One advantage of the streaming approach is that mapper and reducer
programs can be debugged via normal tools, since those programs can be
run on their own, without Hadoop, simply by using the Unix/Linux pipe
capability.  

This all depends on the fact that Hadoop essentially does the following
Unix shell computation:

\begin{lstlisting}
cat inputfile | mapperprog | sort -n | reducerprog
\end{lstlisting}

(Omit the {\bf -n} if the key is a string.)

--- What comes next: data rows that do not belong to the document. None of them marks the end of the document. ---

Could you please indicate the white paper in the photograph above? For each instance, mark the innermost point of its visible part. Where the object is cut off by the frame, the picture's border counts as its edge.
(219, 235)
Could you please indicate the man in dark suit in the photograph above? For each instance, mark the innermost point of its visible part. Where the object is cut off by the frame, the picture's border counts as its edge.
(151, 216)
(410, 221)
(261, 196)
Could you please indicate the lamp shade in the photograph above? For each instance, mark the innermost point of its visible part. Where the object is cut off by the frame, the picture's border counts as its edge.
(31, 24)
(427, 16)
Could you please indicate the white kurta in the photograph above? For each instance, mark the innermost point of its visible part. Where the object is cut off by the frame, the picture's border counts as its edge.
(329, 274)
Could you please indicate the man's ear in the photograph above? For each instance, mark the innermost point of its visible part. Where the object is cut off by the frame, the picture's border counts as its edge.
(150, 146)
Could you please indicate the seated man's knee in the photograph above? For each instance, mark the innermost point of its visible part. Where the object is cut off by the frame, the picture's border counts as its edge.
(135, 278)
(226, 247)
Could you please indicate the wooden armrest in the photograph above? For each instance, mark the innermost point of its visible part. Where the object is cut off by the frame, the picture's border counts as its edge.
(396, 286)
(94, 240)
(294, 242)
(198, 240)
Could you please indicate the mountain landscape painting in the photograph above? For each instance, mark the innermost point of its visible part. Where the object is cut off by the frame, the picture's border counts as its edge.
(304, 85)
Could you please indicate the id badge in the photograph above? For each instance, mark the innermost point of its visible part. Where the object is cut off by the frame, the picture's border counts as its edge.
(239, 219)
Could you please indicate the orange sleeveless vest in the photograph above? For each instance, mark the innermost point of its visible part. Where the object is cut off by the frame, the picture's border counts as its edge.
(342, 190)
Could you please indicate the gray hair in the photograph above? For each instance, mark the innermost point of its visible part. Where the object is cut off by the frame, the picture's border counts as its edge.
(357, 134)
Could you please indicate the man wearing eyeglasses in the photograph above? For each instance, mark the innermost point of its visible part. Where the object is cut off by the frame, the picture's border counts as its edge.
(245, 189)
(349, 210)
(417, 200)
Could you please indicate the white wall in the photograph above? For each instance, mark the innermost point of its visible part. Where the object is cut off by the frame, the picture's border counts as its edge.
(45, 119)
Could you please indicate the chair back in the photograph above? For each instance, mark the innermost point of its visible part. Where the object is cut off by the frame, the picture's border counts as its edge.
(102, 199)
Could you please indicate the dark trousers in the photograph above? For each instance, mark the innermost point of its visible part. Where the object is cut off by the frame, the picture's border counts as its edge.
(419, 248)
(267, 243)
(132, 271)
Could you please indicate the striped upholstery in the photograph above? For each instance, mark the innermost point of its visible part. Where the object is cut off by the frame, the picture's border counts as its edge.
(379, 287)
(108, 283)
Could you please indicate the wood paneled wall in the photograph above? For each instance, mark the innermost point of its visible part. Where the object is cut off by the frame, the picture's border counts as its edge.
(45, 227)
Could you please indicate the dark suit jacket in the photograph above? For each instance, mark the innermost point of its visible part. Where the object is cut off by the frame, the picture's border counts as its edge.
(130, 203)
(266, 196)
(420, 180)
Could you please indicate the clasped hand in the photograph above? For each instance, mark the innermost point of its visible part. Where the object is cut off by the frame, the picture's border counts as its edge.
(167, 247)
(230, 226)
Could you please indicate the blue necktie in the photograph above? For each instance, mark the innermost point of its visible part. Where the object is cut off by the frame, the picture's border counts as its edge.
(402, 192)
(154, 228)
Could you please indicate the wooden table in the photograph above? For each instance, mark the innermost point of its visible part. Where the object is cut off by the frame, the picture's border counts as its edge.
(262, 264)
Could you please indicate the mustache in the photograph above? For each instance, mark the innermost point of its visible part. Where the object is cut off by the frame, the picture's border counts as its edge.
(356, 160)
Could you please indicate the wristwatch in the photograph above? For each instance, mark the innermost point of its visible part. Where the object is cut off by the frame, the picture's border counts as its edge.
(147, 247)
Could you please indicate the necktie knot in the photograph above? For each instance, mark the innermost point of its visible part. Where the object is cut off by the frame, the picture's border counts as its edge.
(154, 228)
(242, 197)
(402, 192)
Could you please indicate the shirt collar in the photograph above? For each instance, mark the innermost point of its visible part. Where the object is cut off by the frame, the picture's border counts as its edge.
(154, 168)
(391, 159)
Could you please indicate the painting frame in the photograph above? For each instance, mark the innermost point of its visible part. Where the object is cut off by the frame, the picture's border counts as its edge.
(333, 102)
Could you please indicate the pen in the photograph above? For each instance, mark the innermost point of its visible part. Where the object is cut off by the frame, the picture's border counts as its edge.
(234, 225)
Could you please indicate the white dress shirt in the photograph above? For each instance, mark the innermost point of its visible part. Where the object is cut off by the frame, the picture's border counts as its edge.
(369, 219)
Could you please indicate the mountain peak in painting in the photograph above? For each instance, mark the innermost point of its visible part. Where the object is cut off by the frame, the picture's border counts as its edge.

The mapper alone works like

\begin{lstlisting}
cat inputfile | mapperprog 
\end{lstlisting}

You thus can use whatever debugging tool you favor, to debug the
mapper and reducer code separately.

Note, though, that the above pipe is {\it not quite} the same as Hadoop.
the pipe doesn't break up the data, and there may be subtle problems
arising as a result.  But overall, the above approach provides a quick
and easy first attempt at debugging.

The {\bf userlogs} subdirectory of your Hadoop logs directory contains
files that may be helpful, such as {\bf stderr}.

\section{It's a Lot More Than Just Programming}

The real challenge in Hadoop is often not the programming, but rather
the minimization of overhead.  This involves things like tuning the file
system, the number of mappers and reducers, and so on.  These topics are
beyond the scope of this book.

% \section{Evaluation}
% 
% Note again that this works well only on problems of a certain structure.
% Also, some say that the idea has been overpromoted; see for instance
% ``MapReduce: A Major Step Backwards,'' {\it The Database Column},
% by Professor David DeWitt,
% \url{ http://www.databasecolumn.com/2008/01/mapreduce-a-major-step-back.html}
% 
% Nevetheless, it has become very popular in some applications.